# Project Zed - 6.75 now @ 206 mph



## trackday addict (May 14, 2005)

Well a fairly hectic year but we are learning quickly now, fantastic to beat our best previous time that was set on a good mainstream event track, at last weekends jap event & certainly gives us a good feel about what could be around the corner potentially 

Mixed vid here that kind of sums up the year so far - have some fantastic slow mo one's which will follow

http://youtu.be/OxoJI8uh9so




Huge thankyou to Abbey Motorsport who really continue to prove that they really can push the boundries in relation to tuning, engine building & car set up!


----------



## Trev (Nov 1, 2003)

As always, great stuff :clap:


----------



## GT-R Glenn (Nov 9, 2002)

6.75's quite fast eh, well done.


----------



## jim-lm (Mar 15, 2005)

Sundays japshow was the first time seeing the car, it was very impressive John. 
You and abbey motorsport keep up the good work...:thumbsup:

Was nice to see madden dress at the start aswell....


----------



## trackday addict (May 14, 2005)

Thanks guys, it's getting there bit by bit Glenn 

Jim - Jamie loved it !! - we had to persuade him to get changed later ....


----------



## DrGtr (Jul 18, 2009)

wow!!! how many hp does this have?


----------



## neilo (Nov 17, 2004)

Great vid and awesome car John.


----------



## [email protected] M/S (Feb 16, 2002)

> wow!!! how many hp does this have?


Ask Rob from RIPS what he works the BHP out from the ET and speed and then we will see if he is right?

Mark


----------



## rb30r34 (Jun 30, 2008)

Abbey M/S said:


> Ask Rob from RIPS what he works the BHP out from the ET and speed and then we will see if he is right?
> 
> Mark


What does it wiegh then?


----------



## [email protected] M/S (Feb 16, 2002)

with driver in the car 1133Kg.


----------



## asiasi (Dec 22, 2007)

My guess is 1800 whp :thumbsup: Great work,best of luck in the future.


----------



## tonigmr2 (Sep 12, 2002)

Internet calculators say between 1600 and 1700 bhp depending on whether you use the quarter mile time or speed reached.:runaway:


----------



## LiamGTR (Nov 26, 2006)

6.75 and the wheels left the floor twice, nice!


----------



## R32 GTR R32 GTR (Nov 27, 2009)

was that madden in the pink tutu?


----------



## ATCO (Feb 2, 2003)

Abbey M/S said:


> with driver in the car 1133Kg.


You lump Bradshaw, get your self on a diet! :chuckle::flame:


----------



## ATCO (Feb 2, 2003)

R32 GTR R32 GTR said:


> was that madden in the pink tutu?


Don't mess with his tutu! Although I'm sure John was distracted by it on one of his runs.

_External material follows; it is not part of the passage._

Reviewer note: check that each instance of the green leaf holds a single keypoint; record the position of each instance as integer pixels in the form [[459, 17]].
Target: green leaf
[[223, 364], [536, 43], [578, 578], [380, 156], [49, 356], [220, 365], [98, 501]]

The Pod actually lined me up alongside John at the weekend for a run (insane!). 

I thought, should I try and get the drop on him from the lights? Naaaaw, let him go, that way if he loses it I can see where he is going and swerve around! 

Great result from John and Tony's boys. Onward and upward (or downward if we are talking times).

DaveG


----------



## trackday addict (May 14, 2005)

Haha cheeky monkey 




ATCO said:


> You lump Bradshaw, get your self on a diet! :chuckle::flame:


----------



## R.I.P.S NZ (May 7, 2004)

Abbey M/S said:


> Ask Rob from RIPS what he works the BHP out from the ET and speed and then we will see if he is right?
> 
> Mark


My old "guide rule" doesn't go above 1200whp.

It has a very good chassis, slippery body, a very good transmission and good 60fts etc so I'm picking its using an *average* of around 1500-1600whp. 

I base that guess on the NZ Celica with a 3.4 2jz thats around the same weight and runs around 225mph which is an honest 2000whp

What does it make on the dyno mark and are you near 100% power for alot of the run?

Rob


----------